In 2010, the board of directors voted to change the name from "Community Service Groups" to "Equity Service Centres".

==Controversy==
The RSU has been extensively criticized for its equity centre policies and for banning a men's issues student group on campus. In 2015, former RSU vice-president education Jesse Root was accused of deleting emails in violation of Ontario's privacy laws.
==Ram Ganesh misuse of funds controversy==
On January 24, 2019, photos of credit card statements belonging to RSU President Ramganesh Ragupathy (Ram Ganesh) were obtained and published on Facebook by university political group Rhinoceros Party. The statements alleged frivolous spending by Ganesh of over $250,000, including transactions for alcohol, a casino, various bars and nightclubs, hotel rooms, and at a sporting goods store.
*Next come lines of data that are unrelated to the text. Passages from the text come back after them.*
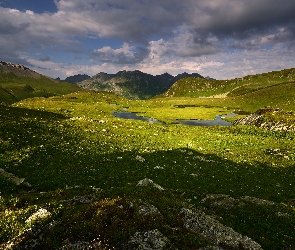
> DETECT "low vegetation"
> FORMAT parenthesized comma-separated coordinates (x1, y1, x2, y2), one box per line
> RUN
(163, 68, 295, 103)
(0, 68, 295, 249)
(0, 72, 79, 104)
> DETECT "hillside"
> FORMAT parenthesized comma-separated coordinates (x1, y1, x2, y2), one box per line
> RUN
(163, 68, 295, 101)
(0, 61, 80, 104)
(76, 70, 204, 99)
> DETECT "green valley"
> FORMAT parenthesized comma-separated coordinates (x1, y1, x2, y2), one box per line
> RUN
(0, 67, 294, 249)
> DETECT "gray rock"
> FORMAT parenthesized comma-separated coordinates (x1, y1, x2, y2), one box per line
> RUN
(127, 229, 177, 250)
(138, 204, 162, 217)
(233, 108, 295, 132)
(0, 168, 31, 186)
(25, 208, 52, 224)
(60, 194, 97, 205)
(59, 241, 93, 250)
(137, 178, 165, 191)
(179, 208, 262, 250)
(59, 239, 114, 250)
(197, 246, 225, 250)
(200, 194, 275, 209)
(241, 196, 275, 206)
(4, 221, 58, 249)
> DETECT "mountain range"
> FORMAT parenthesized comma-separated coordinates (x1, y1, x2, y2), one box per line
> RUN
(1, 60, 294, 108)
(70, 70, 204, 99)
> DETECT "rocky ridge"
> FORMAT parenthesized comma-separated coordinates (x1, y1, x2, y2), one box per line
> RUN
(76, 70, 204, 99)
(64, 74, 91, 84)
(0, 61, 41, 79)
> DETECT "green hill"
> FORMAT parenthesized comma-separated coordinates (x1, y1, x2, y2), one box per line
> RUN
(0, 62, 80, 104)
(159, 68, 295, 113)
(163, 68, 295, 98)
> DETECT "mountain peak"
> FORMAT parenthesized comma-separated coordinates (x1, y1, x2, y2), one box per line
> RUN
(0, 61, 40, 78)
(75, 70, 204, 99)
(64, 74, 91, 84)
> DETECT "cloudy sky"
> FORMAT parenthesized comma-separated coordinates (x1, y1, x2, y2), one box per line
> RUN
(1, 0, 295, 80)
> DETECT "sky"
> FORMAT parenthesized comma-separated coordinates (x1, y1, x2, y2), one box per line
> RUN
(0, 0, 295, 80)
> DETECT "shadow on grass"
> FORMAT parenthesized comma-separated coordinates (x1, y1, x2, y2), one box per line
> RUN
(1, 147, 295, 250)
(3, 146, 294, 203)
(0, 105, 67, 121)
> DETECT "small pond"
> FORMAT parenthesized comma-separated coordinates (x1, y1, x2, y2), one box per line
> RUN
(112, 111, 163, 124)
(177, 114, 236, 127)
(112, 111, 237, 126)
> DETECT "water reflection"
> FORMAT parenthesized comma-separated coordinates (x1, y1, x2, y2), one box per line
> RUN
(112, 111, 163, 124)
(177, 114, 235, 126)
(112, 111, 237, 127)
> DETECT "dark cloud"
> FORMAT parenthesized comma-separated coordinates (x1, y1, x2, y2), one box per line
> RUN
(0, 21, 30, 34)
(1, 0, 295, 79)
(178, 45, 219, 58)
(191, 0, 295, 42)
(93, 43, 150, 65)
(65, 48, 87, 54)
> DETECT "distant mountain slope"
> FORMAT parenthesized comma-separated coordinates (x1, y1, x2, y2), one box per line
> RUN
(0, 61, 80, 104)
(163, 68, 295, 99)
(65, 74, 91, 84)
(76, 70, 204, 99)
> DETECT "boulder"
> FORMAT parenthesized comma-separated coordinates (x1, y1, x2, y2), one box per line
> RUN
(136, 178, 165, 191)
(127, 229, 177, 250)
(179, 208, 262, 250)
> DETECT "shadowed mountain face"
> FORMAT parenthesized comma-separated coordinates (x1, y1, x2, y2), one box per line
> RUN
(64, 74, 91, 84)
(75, 70, 204, 99)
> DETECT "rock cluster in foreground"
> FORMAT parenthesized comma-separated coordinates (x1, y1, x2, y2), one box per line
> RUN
(3, 179, 270, 250)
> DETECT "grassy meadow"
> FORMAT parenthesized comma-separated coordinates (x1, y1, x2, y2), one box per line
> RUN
(0, 88, 294, 249)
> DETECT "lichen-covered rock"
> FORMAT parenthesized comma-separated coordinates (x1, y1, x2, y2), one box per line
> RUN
(233, 107, 274, 126)
(233, 108, 295, 132)
(137, 178, 165, 191)
(197, 246, 225, 250)
(60, 194, 97, 205)
(59, 239, 114, 250)
(241, 196, 275, 206)
(0, 168, 31, 186)
(4, 221, 58, 249)
(138, 204, 162, 217)
(179, 208, 262, 250)
(25, 208, 52, 224)
(59, 241, 93, 250)
(127, 229, 177, 250)
(200, 194, 275, 210)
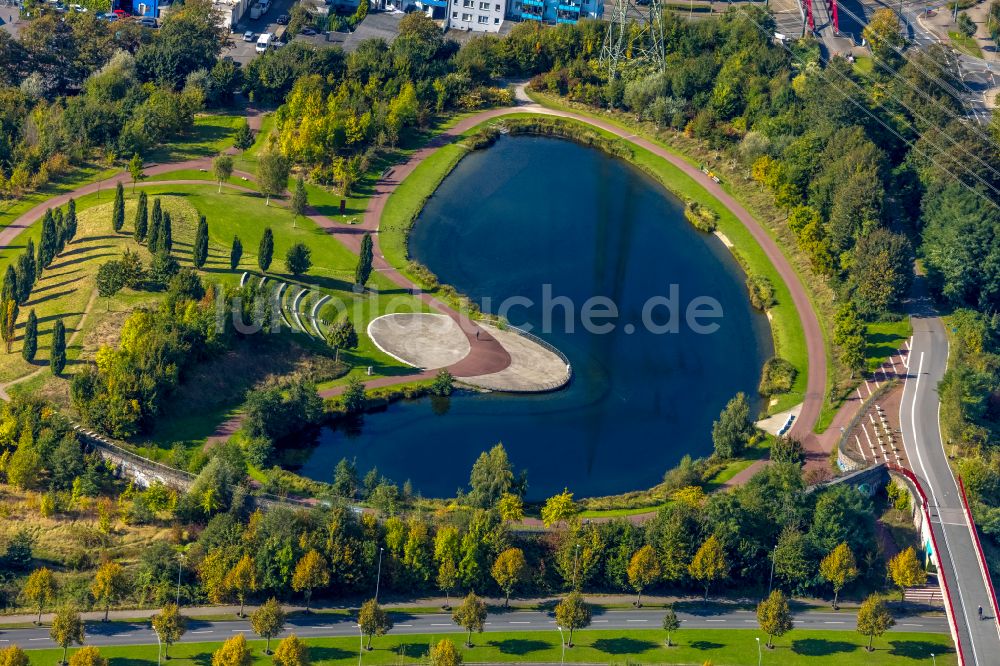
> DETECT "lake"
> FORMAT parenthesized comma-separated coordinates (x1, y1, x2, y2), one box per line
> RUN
(295, 135, 772, 499)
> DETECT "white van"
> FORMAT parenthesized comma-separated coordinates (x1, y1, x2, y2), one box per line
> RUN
(255, 32, 272, 53)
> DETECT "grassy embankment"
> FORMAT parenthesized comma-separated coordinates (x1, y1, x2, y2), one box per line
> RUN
(18, 629, 955, 666)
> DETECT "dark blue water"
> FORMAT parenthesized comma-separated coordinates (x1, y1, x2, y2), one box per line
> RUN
(298, 136, 772, 499)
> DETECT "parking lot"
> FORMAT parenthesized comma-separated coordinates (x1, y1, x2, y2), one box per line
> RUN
(221, 0, 298, 65)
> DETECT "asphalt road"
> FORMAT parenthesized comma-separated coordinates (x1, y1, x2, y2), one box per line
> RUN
(0, 609, 949, 649)
(899, 284, 1000, 663)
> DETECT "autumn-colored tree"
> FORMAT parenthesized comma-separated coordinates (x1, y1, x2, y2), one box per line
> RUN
(224, 554, 257, 617)
(0, 645, 29, 666)
(272, 634, 310, 666)
(627, 544, 661, 608)
(756, 590, 793, 649)
(50, 607, 84, 665)
(452, 591, 487, 647)
(554, 591, 591, 647)
(856, 593, 895, 651)
(497, 492, 525, 522)
(888, 547, 927, 601)
(358, 599, 392, 650)
(0, 297, 18, 354)
(688, 535, 727, 600)
(68, 646, 107, 666)
(211, 634, 252, 666)
(862, 8, 904, 59)
(819, 542, 858, 610)
(438, 559, 459, 609)
(151, 604, 187, 659)
(250, 597, 285, 654)
(429, 639, 462, 666)
(541, 488, 577, 527)
(21, 567, 57, 624)
(291, 550, 330, 612)
(91, 561, 129, 622)
(491, 548, 526, 608)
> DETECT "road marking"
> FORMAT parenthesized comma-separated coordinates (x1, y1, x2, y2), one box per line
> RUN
(191, 631, 214, 634)
(509, 621, 530, 624)
(626, 619, 648, 623)
(824, 621, 846, 624)
(397, 624, 412, 627)
(28, 638, 48, 642)
(231, 629, 249, 632)
(113, 633, 131, 637)
(431, 624, 450, 626)
(592, 620, 608, 623)
(705, 619, 726, 623)
(901, 623, 924, 627)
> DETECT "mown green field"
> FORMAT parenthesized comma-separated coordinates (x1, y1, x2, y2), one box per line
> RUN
(19, 628, 955, 666)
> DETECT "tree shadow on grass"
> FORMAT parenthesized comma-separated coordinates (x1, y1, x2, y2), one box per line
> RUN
(308, 646, 355, 661)
(108, 658, 157, 666)
(887, 639, 953, 658)
(791, 638, 856, 656)
(689, 641, 725, 651)
(592, 638, 658, 655)
(488, 639, 550, 655)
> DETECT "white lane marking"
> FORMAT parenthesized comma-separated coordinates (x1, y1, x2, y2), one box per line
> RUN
(824, 621, 846, 624)
(29, 638, 48, 641)
(397, 624, 412, 627)
(509, 621, 530, 624)
(231, 629, 249, 632)
(901, 623, 924, 627)
(191, 631, 214, 634)
(113, 633, 131, 637)
(592, 620, 608, 623)
(705, 619, 726, 623)
(625, 619, 648, 623)
(431, 624, 450, 626)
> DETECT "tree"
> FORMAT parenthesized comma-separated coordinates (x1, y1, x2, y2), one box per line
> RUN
(225, 554, 257, 618)
(96, 261, 125, 310)
(21, 309, 37, 362)
(21, 567, 57, 624)
(230, 236, 243, 270)
(497, 492, 524, 522)
(712, 392, 753, 458)
(272, 635, 309, 666)
(862, 8, 904, 59)
(662, 606, 680, 647)
(819, 542, 858, 610)
(257, 149, 289, 205)
(91, 561, 129, 622)
(887, 547, 927, 600)
(429, 639, 462, 666)
(151, 604, 187, 659)
(2, 265, 17, 304)
(627, 544, 661, 607)
(541, 488, 577, 528)
(325, 319, 358, 363)
(848, 229, 912, 316)
(193, 216, 209, 269)
(491, 548, 526, 607)
(50, 607, 84, 665)
(0, 298, 17, 354)
(958, 11, 977, 38)
(68, 647, 106, 666)
(468, 443, 515, 508)
(437, 559, 459, 608)
(213, 154, 234, 194)
(688, 535, 727, 600)
(554, 592, 591, 647)
(0, 645, 29, 666)
(234, 119, 254, 152)
(160, 212, 173, 254)
(134, 192, 148, 243)
(112, 182, 125, 233)
(291, 550, 329, 612)
(148, 198, 162, 252)
(452, 591, 487, 647)
(291, 175, 307, 227)
(64, 200, 77, 245)
(128, 153, 145, 193)
(856, 593, 894, 652)
(250, 598, 285, 654)
(258, 228, 274, 273)
(342, 377, 366, 414)
(212, 634, 252, 666)
(756, 590, 793, 649)
(285, 243, 311, 277)
(354, 233, 373, 289)
(358, 599, 392, 650)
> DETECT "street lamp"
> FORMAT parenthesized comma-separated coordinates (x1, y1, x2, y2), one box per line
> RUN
(357, 624, 364, 666)
(931, 653, 936, 666)
(556, 625, 565, 665)
(755, 637, 762, 666)
(374, 547, 384, 602)
(175, 553, 186, 607)
(153, 625, 162, 666)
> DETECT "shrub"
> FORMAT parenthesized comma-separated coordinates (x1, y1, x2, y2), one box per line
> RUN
(759, 357, 797, 395)
(684, 201, 718, 233)
(746, 274, 776, 310)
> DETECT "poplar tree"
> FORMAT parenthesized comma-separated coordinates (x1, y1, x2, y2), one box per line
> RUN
(112, 181, 125, 232)
(258, 228, 273, 273)
(39, 210, 57, 267)
(148, 198, 162, 252)
(193, 216, 209, 269)
(65, 199, 77, 243)
(230, 235, 243, 270)
(355, 233, 373, 288)
(161, 212, 172, 254)
(134, 191, 148, 243)
(22, 309, 37, 362)
(50, 319, 66, 375)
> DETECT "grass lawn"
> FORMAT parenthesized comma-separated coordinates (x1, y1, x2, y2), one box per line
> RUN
(19, 629, 955, 665)
(380, 111, 808, 415)
(147, 113, 245, 163)
(852, 56, 874, 76)
(865, 319, 912, 373)
(948, 31, 984, 58)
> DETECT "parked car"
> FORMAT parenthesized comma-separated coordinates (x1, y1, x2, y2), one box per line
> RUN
(112, 8, 127, 16)
(138, 16, 157, 27)
(276, 12, 289, 24)
(300, 26, 315, 35)
(243, 29, 255, 41)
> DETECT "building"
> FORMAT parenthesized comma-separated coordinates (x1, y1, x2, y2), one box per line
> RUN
(447, 0, 504, 32)
(506, 0, 602, 24)
(213, 0, 252, 30)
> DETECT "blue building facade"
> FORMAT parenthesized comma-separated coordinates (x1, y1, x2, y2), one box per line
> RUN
(508, 0, 600, 24)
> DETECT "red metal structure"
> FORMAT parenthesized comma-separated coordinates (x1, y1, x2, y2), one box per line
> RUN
(829, 0, 839, 33)
(805, 0, 814, 31)
(958, 475, 1000, 633)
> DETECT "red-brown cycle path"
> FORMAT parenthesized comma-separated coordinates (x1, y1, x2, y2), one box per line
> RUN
(0, 100, 830, 497)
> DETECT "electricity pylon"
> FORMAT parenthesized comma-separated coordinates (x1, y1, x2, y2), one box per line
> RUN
(599, 0, 667, 78)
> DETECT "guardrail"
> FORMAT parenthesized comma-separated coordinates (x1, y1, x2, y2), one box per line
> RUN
(888, 463, 967, 666)
(957, 475, 1000, 640)
(498, 324, 573, 392)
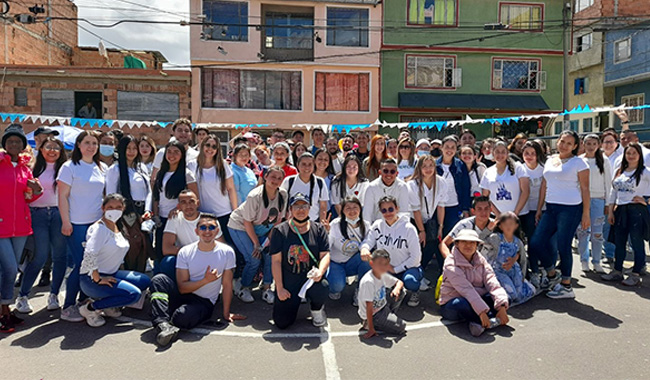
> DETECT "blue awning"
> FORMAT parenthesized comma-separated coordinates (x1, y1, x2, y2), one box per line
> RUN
(398, 93, 550, 111)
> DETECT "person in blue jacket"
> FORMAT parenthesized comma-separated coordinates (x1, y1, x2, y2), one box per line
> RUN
(436, 135, 471, 237)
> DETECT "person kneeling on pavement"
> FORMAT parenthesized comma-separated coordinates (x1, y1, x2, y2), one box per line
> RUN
(438, 229, 509, 337)
(149, 213, 245, 347)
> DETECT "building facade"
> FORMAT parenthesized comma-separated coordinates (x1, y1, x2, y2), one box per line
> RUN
(380, 0, 565, 139)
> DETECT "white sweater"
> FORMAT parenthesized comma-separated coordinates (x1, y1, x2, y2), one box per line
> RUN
(361, 215, 421, 273)
(362, 177, 411, 222)
(580, 155, 612, 204)
(328, 218, 371, 264)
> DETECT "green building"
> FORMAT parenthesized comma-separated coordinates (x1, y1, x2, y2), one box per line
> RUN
(380, 0, 565, 139)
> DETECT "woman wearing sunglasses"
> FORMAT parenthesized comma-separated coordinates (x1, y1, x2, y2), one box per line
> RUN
(396, 138, 416, 180)
(361, 195, 422, 307)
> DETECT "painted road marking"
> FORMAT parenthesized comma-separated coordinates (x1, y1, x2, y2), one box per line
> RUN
(320, 325, 342, 380)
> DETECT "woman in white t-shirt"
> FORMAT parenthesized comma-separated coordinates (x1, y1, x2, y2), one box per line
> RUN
(188, 135, 238, 250)
(602, 144, 650, 286)
(396, 137, 416, 180)
(577, 134, 612, 274)
(519, 140, 546, 271)
(330, 155, 369, 216)
(152, 140, 198, 267)
(459, 144, 487, 199)
(529, 131, 590, 300)
(480, 141, 530, 217)
(78, 194, 151, 327)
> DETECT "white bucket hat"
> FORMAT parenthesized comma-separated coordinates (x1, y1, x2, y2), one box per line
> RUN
(453, 229, 483, 244)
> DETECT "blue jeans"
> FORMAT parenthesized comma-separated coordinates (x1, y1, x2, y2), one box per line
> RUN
(613, 205, 647, 274)
(440, 295, 496, 324)
(326, 253, 371, 294)
(442, 205, 462, 238)
(531, 203, 583, 281)
(0, 236, 28, 305)
(64, 223, 92, 309)
(602, 222, 615, 259)
(228, 227, 272, 287)
(153, 217, 168, 272)
(159, 255, 177, 284)
(80, 270, 151, 309)
(20, 207, 67, 297)
(577, 198, 606, 265)
(393, 267, 423, 292)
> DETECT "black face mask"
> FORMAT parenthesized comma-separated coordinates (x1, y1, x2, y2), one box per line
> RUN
(293, 216, 310, 224)
(431, 148, 442, 157)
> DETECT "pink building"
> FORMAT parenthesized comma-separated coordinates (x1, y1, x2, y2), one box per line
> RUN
(189, 0, 381, 138)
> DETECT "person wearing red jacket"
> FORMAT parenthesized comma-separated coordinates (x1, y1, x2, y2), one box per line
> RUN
(0, 124, 43, 333)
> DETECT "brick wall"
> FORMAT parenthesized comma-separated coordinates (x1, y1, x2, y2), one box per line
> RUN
(576, 0, 643, 23)
(72, 48, 163, 70)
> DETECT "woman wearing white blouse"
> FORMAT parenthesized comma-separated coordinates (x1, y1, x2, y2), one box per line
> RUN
(480, 141, 530, 217)
(330, 155, 369, 216)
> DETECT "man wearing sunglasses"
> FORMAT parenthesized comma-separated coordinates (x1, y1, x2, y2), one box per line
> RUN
(363, 158, 410, 222)
(149, 213, 245, 347)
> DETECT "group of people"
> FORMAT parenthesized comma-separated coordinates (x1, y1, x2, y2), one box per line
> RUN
(0, 111, 647, 344)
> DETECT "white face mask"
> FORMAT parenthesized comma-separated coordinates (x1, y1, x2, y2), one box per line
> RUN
(484, 153, 494, 160)
(347, 216, 360, 225)
(104, 209, 123, 223)
(417, 150, 430, 157)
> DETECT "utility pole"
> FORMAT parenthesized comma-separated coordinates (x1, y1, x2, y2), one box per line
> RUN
(562, 1, 572, 129)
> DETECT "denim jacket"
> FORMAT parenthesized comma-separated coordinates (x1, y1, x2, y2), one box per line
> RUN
(436, 156, 471, 213)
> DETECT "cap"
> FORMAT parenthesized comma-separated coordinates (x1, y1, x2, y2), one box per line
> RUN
(431, 139, 442, 146)
(416, 139, 431, 148)
(34, 127, 60, 137)
(453, 229, 484, 244)
(290, 192, 311, 206)
(2, 124, 27, 149)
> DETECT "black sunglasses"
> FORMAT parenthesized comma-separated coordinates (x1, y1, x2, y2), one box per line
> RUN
(380, 207, 395, 214)
(382, 169, 396, 175)
(198, 225, 218, 231)
(399, 145, 412, 149)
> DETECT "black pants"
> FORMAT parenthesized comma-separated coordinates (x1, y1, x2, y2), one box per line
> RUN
(149, 274, 214, 329)
(273, 279, 328, 330)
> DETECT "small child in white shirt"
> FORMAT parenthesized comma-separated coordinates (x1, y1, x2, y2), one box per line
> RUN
(358, 249, 406, 338)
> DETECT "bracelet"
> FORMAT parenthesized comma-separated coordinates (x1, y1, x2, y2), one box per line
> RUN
(622, 121, 629, 124)
(93, 276, 101, 284)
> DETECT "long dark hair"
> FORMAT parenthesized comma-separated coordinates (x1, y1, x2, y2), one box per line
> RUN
(154, 140, 187, 201)
(292, 142, 308, 167)
(332, 155, 367, 201)
(493, 141, 515, 175)
(339, 196, 366, 240)
(117, 135, 144, 213)
(508, 133, 527, 155)
(493, 211, 523, 241)
(33, 137, 66, 190)
(522, 140, 546, 167)
(313, 148, 335, 177)
(71, 131, 102, 168)
(559, 130, 580, 156)
(618, 143, 645, 186)
(583, 134, 605, 175)
(196, 134, 227, 194)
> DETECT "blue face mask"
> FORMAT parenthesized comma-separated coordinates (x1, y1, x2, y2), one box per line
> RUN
(100, 144, 115, 157)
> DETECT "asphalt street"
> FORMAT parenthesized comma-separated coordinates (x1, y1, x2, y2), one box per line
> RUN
(2, 253, 649, 380)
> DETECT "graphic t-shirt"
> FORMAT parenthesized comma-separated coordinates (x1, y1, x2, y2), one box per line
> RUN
(609, 168, 650, 206)
(228, 186, 288, 236)
(357, 271, 398, 320)
(479, 163, 529, 215)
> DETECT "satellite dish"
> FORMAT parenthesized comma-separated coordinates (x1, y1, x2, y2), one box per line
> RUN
(98, 40, 108, 58)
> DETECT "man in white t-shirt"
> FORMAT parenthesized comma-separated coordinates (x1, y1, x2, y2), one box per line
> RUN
(160, 190, 223, 280)
(149, 213, 245, 347)
(439, 196, 495, 260)
(363, 158, 410, 222)
(151, 118, 200, 185)
(281, 153, 329, 221)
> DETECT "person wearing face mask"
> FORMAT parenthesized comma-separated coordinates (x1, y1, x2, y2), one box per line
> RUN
(78, 194, 151, 327)
(430, 139, 442, 159)
(415, 139, 431, 158)
(98, 131, 117, 167)
(480, 138, 496, 168)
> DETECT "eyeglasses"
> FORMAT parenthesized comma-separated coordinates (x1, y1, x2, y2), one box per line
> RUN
(399, 145, 412, 150)
(198, 225, 218, 231)
(204, 144, 218, 150)
(43, 146, 62, 152)
(292, 204, 310, 210)
(381, 169, 396, 175)
(380, 207, 395, 214)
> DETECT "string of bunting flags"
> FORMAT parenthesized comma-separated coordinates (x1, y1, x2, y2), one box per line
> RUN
(1, 104, 649, 133)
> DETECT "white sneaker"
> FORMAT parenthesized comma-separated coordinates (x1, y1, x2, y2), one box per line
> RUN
(15, 296, 33, 314)
(310, 307, 327, 327)
(262, 288, 274, 304)
(328, 292, 341, 301)
(592, 263, 606, 274)
(233, 278, 243, 294)
(419, 279, 430, 291)
(47, 293, 60, 311)
(581, 261, 590, 273)
(236, 287, 254, 303)
(407, 291, 420, 307)
(102, 307, 122, 318)
(79, 304, 106, 327)
(546, 284, 575, 299)
(60, 305, 85, 323)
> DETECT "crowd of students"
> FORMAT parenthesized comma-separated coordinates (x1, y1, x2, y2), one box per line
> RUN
(0, 112, 648, 344)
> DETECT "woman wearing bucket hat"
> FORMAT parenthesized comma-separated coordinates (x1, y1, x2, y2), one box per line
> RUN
(0, 124, 43, 332)
(438, 229, 509, 337)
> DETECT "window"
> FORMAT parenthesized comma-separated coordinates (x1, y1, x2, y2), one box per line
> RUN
(14, 88, 27, 106)
(614, 38, 631, 63)
(574, 77, 589, 95)
(576, 33, 592, 52)
(117, 92, 179, 121)
(406, 55, 459, 88)
(203, 1, 248, 42)
(621, 94, 644, 125)
(315, 72, 370, 112)
(499, 3, 543, 31)
(265, 12, 313, 49)
(583, 118, 593, 133)
(326, 8, 369, 47)
(569, 120, 579, 132)
(554, 121, 563, 135)
(201, 68, 302, 110)
(407, 0, 457, 26)
(492, 58, 545, 91)
(576, 0, 594, 12)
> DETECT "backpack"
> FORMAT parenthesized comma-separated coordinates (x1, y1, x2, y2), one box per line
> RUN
(288, 175, 324, 205)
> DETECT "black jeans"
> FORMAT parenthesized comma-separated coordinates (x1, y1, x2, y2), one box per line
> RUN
(273, 279, 328, 329)
(149, 274, 214, 330)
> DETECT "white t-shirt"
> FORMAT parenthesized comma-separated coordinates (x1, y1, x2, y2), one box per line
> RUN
(468, 164, 487, 197)
(187, 160, 234, 217)
(153, 146, 199, 170)
(164, 212, 222, 248)
(522, 163, 545, 213)
(80, 222, 130, 275)
(328, 219, 370, 264)
(357, 271, 398, 320)
(480, 163, 529, 215)
(31, 162, 57, 208)
(407, 176, 448, 223)
(105, 163, 150, 202)
(397, 159, 416, 180)
(582, 156, 612, 202)
(448, 216, 494, 242)
(543, 156, 589, 206)
(176, 241, 236, 304)
(609, 168, 650, 206)
(57, 160, 107, 224)
(281, 174, 330, 221)
(156, 169, 197, 217)
(330, 179, 369, 206)
(439, 164, 458, 207)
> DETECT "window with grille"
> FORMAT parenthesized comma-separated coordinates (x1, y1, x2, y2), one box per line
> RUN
(621, 94, 644, 125)
(315, 72, 370, 112)
(499, 3, 543, 31)
(492, 58, 545, 91)
(614, 38, 631, 63)
(406, 55, 460, 88)
(407, 0, 457, 26)
(576, 33, 592, 52)
(202, 1, 248, 41)
(326, 8, 369, 47)
(583, 118, 593, 133)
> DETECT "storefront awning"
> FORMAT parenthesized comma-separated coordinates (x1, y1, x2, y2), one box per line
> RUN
(398, 93, 550, 111)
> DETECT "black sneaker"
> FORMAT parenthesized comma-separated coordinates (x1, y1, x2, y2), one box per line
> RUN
(0, 315, 15, 333)
(37, 271, 51, 287)
(156, 322, 180, 347)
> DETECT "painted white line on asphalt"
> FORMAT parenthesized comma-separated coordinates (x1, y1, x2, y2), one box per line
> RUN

In response to ongoing turmoil at the union involving both the above scandal and an inability to renegotiate a new operating agreement, Toronto Metropolitan University terminated its 1986 operating agreement with the union and declared that it would no longer recognize the union as the official student government for full-time undergraduate and graduate students on campus. The courts ordered an injunction preventing the university from severing the agreement.